A report by the Centre for International Economics offers perspective on the economics behind the industry of EGMs in Australia.
The Centre for International Economics (CIE) is a private research agency that consults and conducts economic research for governments, international agencies, corporations, industry and individuals.
It was commissioned by the Gaming Technologies Association to estimate the economic contribution of electronic gaming machines (EGMs) to the Australian economy.
Data was collected from publicly available sources, as well as a survey distributed to domestic manufacturers.
Two broad areas were identified as impacted by the business of EGMs:
- Recreational – use of the machines in licensed premises by the public
- Manufacture – servicing, maintenance, and production for sale in Australia and overseas
Figures relating to the manufacturing aspect were provided directly by industry via a survey developed by CIE.

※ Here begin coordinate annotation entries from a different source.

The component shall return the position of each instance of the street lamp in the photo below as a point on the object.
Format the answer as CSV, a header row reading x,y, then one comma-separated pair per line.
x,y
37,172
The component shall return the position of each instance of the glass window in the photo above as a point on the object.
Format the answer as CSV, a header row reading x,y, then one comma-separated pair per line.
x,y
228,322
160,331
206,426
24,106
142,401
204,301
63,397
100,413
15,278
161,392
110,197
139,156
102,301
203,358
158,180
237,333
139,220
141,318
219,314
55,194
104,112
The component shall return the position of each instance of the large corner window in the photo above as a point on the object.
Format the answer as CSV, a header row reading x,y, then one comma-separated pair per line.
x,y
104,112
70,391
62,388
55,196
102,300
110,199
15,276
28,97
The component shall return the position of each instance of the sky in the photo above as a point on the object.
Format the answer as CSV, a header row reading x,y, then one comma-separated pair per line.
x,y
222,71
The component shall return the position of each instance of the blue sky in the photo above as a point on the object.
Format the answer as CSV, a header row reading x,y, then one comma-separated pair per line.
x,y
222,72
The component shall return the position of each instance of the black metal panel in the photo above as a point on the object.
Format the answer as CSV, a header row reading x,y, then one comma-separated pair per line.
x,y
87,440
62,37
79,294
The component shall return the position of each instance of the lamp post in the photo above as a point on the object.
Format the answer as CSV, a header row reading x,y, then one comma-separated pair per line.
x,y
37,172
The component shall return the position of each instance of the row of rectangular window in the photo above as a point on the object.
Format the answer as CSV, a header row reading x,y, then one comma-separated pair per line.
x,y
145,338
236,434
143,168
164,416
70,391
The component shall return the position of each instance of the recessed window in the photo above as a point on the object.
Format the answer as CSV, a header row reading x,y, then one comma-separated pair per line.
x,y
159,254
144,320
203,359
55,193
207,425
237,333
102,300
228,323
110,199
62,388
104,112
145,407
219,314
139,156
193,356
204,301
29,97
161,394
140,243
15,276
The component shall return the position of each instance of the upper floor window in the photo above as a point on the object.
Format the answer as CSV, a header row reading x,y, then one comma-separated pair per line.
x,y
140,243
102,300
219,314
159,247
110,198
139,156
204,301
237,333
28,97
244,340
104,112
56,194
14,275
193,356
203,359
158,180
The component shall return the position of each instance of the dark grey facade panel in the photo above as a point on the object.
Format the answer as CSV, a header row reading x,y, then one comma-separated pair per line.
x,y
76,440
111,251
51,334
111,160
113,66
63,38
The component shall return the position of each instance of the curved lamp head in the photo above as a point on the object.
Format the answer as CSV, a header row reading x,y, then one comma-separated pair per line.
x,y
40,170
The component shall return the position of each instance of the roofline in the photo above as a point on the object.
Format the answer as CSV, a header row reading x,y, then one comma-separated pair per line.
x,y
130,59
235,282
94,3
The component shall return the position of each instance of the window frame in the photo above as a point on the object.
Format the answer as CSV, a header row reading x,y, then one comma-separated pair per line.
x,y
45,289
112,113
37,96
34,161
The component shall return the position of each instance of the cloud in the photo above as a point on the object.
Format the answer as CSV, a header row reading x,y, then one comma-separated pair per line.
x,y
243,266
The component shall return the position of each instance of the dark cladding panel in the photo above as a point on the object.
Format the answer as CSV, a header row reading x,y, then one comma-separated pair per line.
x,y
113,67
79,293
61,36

Note: the researchers included stipulation that the results do not include economy-wide impacts, such as indirect employment by the industry(s), social costs from problem gambling or consumer surplus benefits.
What was found was significant value-add from the industry of EGMs, not far behind the Food & Beverage Services sector, which is second only to Retail Trade.
In FY17, gaming machines contributed $8.32 billion to the Australian economy in value added.
Across all industries, direct employment is 46,660 people, equivalent to 24,150 full-time jobs.
Exports amounted to $284 million, coming from international visitors playing machines, and the sale of machines overseas.
State and Commonwealth tax revenue totalled $5.5 billion, stemming from gaming and payroll tax at the State level, and GST and company tax collected at the Federal level, based on EGM expenditure in 2016-17 of $12.3 billion in clubs and hotels, and $1.4 billion in casinos.